In 1949, Einstein’s friend and colleague, the mathematician Kurt Gödel, considered a more realistic scenario: what if the universe itself is spinning? Gödel discovered that such a universe—if it were spinning fast enough to avoid a collapse—would also result in closed timelike curves. Though Gödel himself was concerned about the possible paradoxes resulting from such a universe, there were two approaches to take in addressing those concerns: deny the physical possibility of the closed timelike curves, or deny the possibility of the paradoxes.
Einstein took the first. Since Gödel’s model required a spinning universe, Einstein concluded that it probably didn’t spin. (This tactic turned out to be valid because, to date, all evidence indicates that the universe is
not
spinning. Whew.) It’s possible also to take the second approach, maintaining that time travel can exist, but that paradoxes cannot. On this view, the closed timelike curves create a loop, but the events on that loop are set in stone. If something happened in Kang’s past and Kang goes back, then he was already there and he can’t change what happened. The “future” Kang visiting his own past is also part of that past, and the events unfold in one and only one way, no matter what sort of time travel is involved.
Building a Time Machine
So we’re left with our initial question:
could
Kang kill himself? Before we can explore that question in depth, we need to go one step further in the scientific realm: we have to build a time machine. In 1983, astronomer (and TV star) Carl Sagan sought help for his novel
Contact
, and in so doing contributed to a “realistic” notion for a time machine. To help, the physicist Kip Thorne came up with new solutions to general relativity that avoided a lot of problems but created entirely new ones.
The idea was built around a
wormhole
, which is a portal that opens in two locations and allows something going in one side to come out the other (like a tunnel). Such things are possible in physics (they’re called Einstein-Rosen bridges), but they’re believed to be highly unstable, one-way tickets and buried in the center of black holes (if they exist at all). To get around this, Thorne hypothesized having enough “negative energy” and “negative matter” to create a stable two-way wormhole. On paper this works, but in reality physicists don’t have any reason to think that this stuff actually exists, and certainly not in the quantities needed to pull off this sort of stunt.
But let’s assume that Kang has negative energy and matter in sufficient quantities to create a pair of movable portals that are connected by a wormhole. Kang leaves portal A on Earth, next to Wanda’s clock, and he places portal B in Quicksilver’s spaceship as he sets off on his journey. Portal B goes with Quicksilver and experiences a year of time, ending up in March 2034. On the other hand, portal A experiences a year of time and is in March 2015. Because the two portals are connected by a wormhole, this creates a portal between March 2015 and March 2034. This certainly seems like a far clunkier method of time travel than whatever Kang employs, but it allows him to implement a nefarious plan to destroy the Avengers once and for all.
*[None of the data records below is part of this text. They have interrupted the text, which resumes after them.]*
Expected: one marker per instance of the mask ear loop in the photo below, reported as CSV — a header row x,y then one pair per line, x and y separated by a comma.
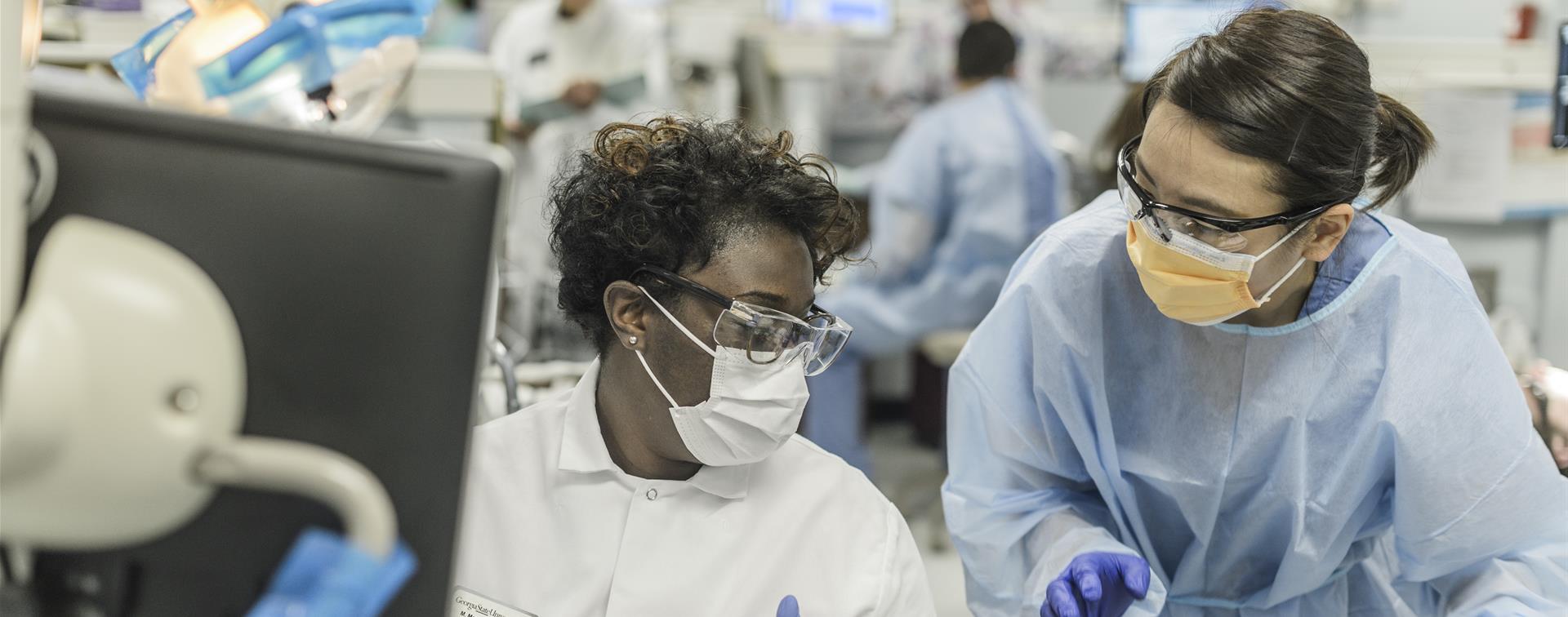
x,y
656,380
1267,295
683,331
678,325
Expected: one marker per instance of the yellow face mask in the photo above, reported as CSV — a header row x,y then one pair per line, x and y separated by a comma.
x,y
1194,282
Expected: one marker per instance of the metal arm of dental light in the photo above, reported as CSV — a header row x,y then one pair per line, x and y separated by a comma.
x,y
122,380
122,392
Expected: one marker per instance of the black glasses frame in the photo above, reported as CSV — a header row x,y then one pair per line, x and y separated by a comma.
x,y
1222,223
679,282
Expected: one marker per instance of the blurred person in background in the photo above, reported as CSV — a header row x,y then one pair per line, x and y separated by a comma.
x,y
1545,385
921,64
963,192
567,69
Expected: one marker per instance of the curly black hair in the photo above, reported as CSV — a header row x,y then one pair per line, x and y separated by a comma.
x,y
670,193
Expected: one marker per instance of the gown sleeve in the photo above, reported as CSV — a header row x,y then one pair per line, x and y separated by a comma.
x,y
1018,497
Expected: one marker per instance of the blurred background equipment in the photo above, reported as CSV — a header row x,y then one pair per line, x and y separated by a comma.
x,y
356,273
845,77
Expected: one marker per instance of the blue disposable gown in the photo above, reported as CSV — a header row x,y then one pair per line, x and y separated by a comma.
x,y
960,196
1371,458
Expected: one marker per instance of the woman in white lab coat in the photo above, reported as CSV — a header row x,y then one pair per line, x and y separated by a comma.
x,y
670,482
567,69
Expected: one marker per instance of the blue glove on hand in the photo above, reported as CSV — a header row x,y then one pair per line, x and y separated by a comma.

In the next issue of this epic story arc, once Kang has his two time portals, he fires a laser into portal B. The beam comes out at portal A and gets deflected by mirrors for nineteen years until March 2034, when it reflects back into portal B along with the original laser. (Or, for the impatient, just put portal B thirty seconds into the future from portal A, which would give the Avengers less time to thwart the plan.) The beam entering portal B is now twice as powerful as the laser Kang initially used. But wait: because he’s already got his mirrors all set up, the beam continues to bounce around and go into portal B yet again, resulting in a beam that is three times as powerful as the laser Kang initially used. If he does this over and over, he can end up with as much power as he needs to destroy the Avengers.